Anyway, my point is that coming up with a dictionary of different elements won't be all that hard to do. The tricky bit may be making sure that the XRF system is relatively stable over time.

Regarding your comment about the use of visual basic: I agree with you. C or C++ would have been nice. I haven't looked at the pyMCA code to see if it includes deconvolution -- but given all the stuff available via scipy or numpy that seems pretty likely. At this point I would find it easier to follow the Python code compared to Visual Basic.
 
I decided to make a little mounting setup for my TFT display. It holds the display at a convenient angle for viewing and is heavy enough to keep it from moving around. I had all the material I needed to make it on hand, with the exception of a few 4-40 screws to assemble it and attach the board.

Like this:

TFT display.JPG

I'm using the display in its serial mode. For now I'm leaving the protective plastic film over the display.
 
A number of things have conspired to slow progress on my version of the XRF project. The holiday season in general, getting Covid, bad weather and attendant damage, subsequent cleanup, probably a few other things I already have forgotten all needed attention.

In my last post I showed the TFT display mounted on a little holder and today I was able to actually plot some decent looking pulses. Along the way I found that I couldn't share the built-in LED pin with the Teensy4.0's SPI clock pin -- trying to use that pin to use it as a flasher for my "geiger" mode AND the SPI clock caused the TFT library function to hang. Not sure why, but there you go. So for now the geiger mode is broken (it used the LED pin).

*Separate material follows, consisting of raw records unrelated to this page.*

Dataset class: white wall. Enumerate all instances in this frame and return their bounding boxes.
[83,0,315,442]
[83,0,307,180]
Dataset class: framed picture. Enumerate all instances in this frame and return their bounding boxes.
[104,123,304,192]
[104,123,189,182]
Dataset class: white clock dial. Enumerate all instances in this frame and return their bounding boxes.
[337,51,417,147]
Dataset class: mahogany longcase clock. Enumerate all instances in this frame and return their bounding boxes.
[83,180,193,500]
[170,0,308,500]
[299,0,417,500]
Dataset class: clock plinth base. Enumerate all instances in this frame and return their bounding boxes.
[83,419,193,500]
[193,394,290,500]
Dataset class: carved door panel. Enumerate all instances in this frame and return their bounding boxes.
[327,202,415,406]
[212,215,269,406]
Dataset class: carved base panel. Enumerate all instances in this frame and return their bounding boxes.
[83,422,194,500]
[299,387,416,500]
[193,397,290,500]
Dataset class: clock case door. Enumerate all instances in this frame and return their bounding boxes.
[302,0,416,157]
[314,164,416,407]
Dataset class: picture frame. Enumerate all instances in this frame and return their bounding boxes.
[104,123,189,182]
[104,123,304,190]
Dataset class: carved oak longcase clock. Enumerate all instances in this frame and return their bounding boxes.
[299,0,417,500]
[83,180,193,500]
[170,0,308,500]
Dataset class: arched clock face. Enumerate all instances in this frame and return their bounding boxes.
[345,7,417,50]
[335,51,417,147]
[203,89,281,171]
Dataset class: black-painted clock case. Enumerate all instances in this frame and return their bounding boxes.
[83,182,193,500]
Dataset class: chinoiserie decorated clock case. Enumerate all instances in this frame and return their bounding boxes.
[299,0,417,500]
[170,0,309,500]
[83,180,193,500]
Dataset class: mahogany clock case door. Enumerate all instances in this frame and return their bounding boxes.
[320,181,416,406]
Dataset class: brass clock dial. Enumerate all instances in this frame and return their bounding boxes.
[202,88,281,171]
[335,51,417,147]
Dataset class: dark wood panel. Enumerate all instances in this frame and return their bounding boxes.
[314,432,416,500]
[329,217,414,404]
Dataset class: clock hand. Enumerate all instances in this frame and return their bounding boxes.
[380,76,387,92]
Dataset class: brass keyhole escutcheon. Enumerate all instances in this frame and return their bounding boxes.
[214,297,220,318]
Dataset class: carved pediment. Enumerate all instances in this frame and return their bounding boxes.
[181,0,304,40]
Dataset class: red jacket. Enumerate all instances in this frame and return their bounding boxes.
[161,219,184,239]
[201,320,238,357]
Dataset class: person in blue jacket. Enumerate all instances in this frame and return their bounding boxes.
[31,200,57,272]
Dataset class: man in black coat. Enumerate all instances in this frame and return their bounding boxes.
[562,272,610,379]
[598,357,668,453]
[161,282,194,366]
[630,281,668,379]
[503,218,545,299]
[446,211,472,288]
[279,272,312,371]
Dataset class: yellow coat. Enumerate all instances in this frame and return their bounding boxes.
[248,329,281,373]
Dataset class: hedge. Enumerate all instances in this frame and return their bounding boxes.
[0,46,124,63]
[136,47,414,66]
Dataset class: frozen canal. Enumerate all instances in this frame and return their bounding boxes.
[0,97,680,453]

The other thing I ran into was some subtle problem with my approach to acquiring the entire pulse waveform once the input voltage exceeded the trigger voltage. I tried a sequential method, backing up to find the beginning of the pulse then sucking in the pulse data up to the current pointer into the circular buffer; and then following the acquisition until the pulse amplitude decayed to close to zero. Not sure why, but the subsequent pulses didn't resemble the waveforms I was seeing on my oscilloscope. Ranging from slightly wrong to _really_ wrong. Just to move forward, instead I just inserted a delay function that was long enough for a valid pulse to come and go, then processed the data in the circular buffer to extract the entire pulse My motivation for trying the other approach was efficiency: it would be possible to abort the pulse processing as soon as it became clear that it wasn't good enough, reducing the chances of missing a subsequent good pulse. I think it should work but clearly need to do a better job of analyzing how the code _actually_ works.

Anyway, at this point I can acquire decent-looking pulses, although my program is rejecting more pulses than I like. There's more debugging in the future.....

Here's a photo of my TFT display showing a pulse, sampled at 360KSPS:

NoisyPulse.JPG

I deliberately chose a photo of a fairly noisy pulse, just to show why I think a simple peak detection scheme won't work all that well. Integrating the entire pulse should produce a value that is much less affected by noise.

The plot also is auto-scaled, so this particular pulse may be lower in amplitude so the system noise is more apparent.
 
A number of things have conspired to slow progress on my version of the XRF project. The holiday season in general, getting Covid, bad weather and attendant damage, subsequent cleanup, probably a few other things I already have forgotten all needed attention.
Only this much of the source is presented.